At present, the application of search engine is more and more wide, is the Internet essential tool of Netizen.
In China, the use of a wide range of search engines are: Baidu Google search of the North Skynet search Sogou and a number of professional search, such as the mass of music to do the search http://www.1234567.com and the founder of the West Shrine Alley to do HT Tp://www.pagou.com , these are all pretty good. This shows that the search engine market is still very large. In particular, Baidu's successful listing, to the industry a great encouragement.

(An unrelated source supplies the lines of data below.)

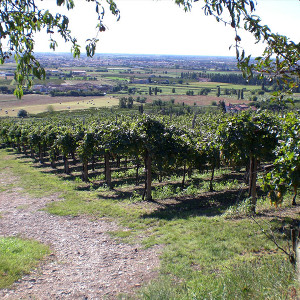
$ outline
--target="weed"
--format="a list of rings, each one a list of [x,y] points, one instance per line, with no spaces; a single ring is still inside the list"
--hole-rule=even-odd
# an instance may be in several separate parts
[[[80,177],[76,177],[74,181],[75,183],[82,183],[82,179]]]
[[[131,202],[139,202],[142,201],[142,195],[138,193],[137,191],[133,191],[132,195],[130,196]]]
[[[225,218],[239,218],[249,214],[251,210],[250,198],[246,198],[240,203],[230,206],[223,214]]]

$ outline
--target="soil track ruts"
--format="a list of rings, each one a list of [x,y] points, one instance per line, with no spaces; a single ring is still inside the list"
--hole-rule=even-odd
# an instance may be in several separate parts
[[[0,187],[7,189],[10,180],[0,173]],[[120,229],[114,223],[41,210],[57,198],[37,199],[20,188],[0,192],[0,236],[35,239],[53,252],[32,273],[0,290],[1,299],[117,299],[156,276],[159,249],[115,242],[107,233]]]

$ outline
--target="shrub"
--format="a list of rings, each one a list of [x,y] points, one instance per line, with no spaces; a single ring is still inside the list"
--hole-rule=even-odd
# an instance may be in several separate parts
[[[18,118],[27,118],[28,112],[25,109],[20,109],[18,111]]]
[[[47,112],[50,113],[50,114],[53,113],[54,112],[54,107],[52,105],[48,105],[47,106]]]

The current major search engine models are all, user input some keywords or sentences, either kind, the search engine will first of all the user's input to participle, which can increase the accuracy of the search results, which is different from the normal database search (ordinary database search, just simple with the like% keyword), The search engine then goes to a massive index library to find the information that is relevant to the user input, and the results will include a summary of the page.
Chinese search engine related technologies include: web spiders, Chinese participle, index library, Web page abstract extraction, web similarity, information classification.
Web spiders are the vast network crawl information program, they are often more than threads, day and night to crawl the network information, but also to prevent a site crawl too fast, resulting in information provider server overload.
The basic principle of Web spider: Start from a start page (suggest from Yahoo Chinese catalog or DMOZ Chinese catalogue) begin crawl, get this page content, summary, then extract page all connection, Spider then crawl these connections, have been continuously crawl. These are just basic principles, the actual application of a lot of complexity, you can try to write a spider, I used to write PHP (PHP can not be multiple threads, defects. )
Chinese participle has always been the key point of Chinese search engine, Chinese different English, English each word is separated by a space, and Chinese a sentence is often a number of words, no split character, people can easily read the meaning of sentences, but the computer is difficult to understand.
At present, I understand the Chinese Word segmentation method (it is said that there is no dictionary of Chinese Word segmentation method), almost all have their own Chinese dictionary, participle to dictionary matching, to achieve the purpose of participle, participle of good or bad, and a large dictionary relationship. You can see my last article, is written in PHP in Chinese word segmentation method.